Discovery and Evaluation AMD Versal Device Portfolio

Discovery and Evaluation AMD Versal Device Portfolio

This page is a getting started guide providing walkthrough style examples using the AMD Embedded Development Framework (EDF). It covers initial board setup and running a pre-built disk image. For other personas and tasks, see the relevant page linked from https://xilinx-wiki.atlassian.net/wiki/spaces/A/pages/3250585728.

Table of Contents

Introduction

This section walks the user through the Discovery and Evaluation persona within AMD EDF, which covers initial board setup and exploration using a pre-built image.
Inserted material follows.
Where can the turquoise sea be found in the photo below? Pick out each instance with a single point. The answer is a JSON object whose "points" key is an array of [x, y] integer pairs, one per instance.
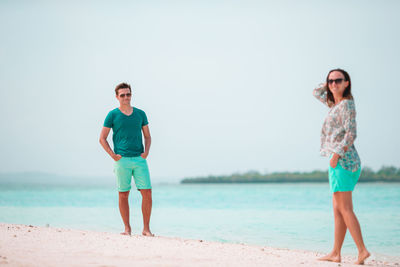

See other persona pages for on target development, deployment options, and custom flows.

 

All Persona: https://xilinx-wiki.atlassian.net/wiki/spaces/A/pages/3250585728

Discovery and Evaluation - Booting the board for the first time and exploration

image-20250328-112604.png

System Controller Enabled Evaluation Boards - System Controller Firmware Update

Evaluation boards that have a System Controller (SC) may require the SC firmware and BEAM application to be updated to the latest version to support functionality required by the AMD Embedded Development Framework, and the following tutorials.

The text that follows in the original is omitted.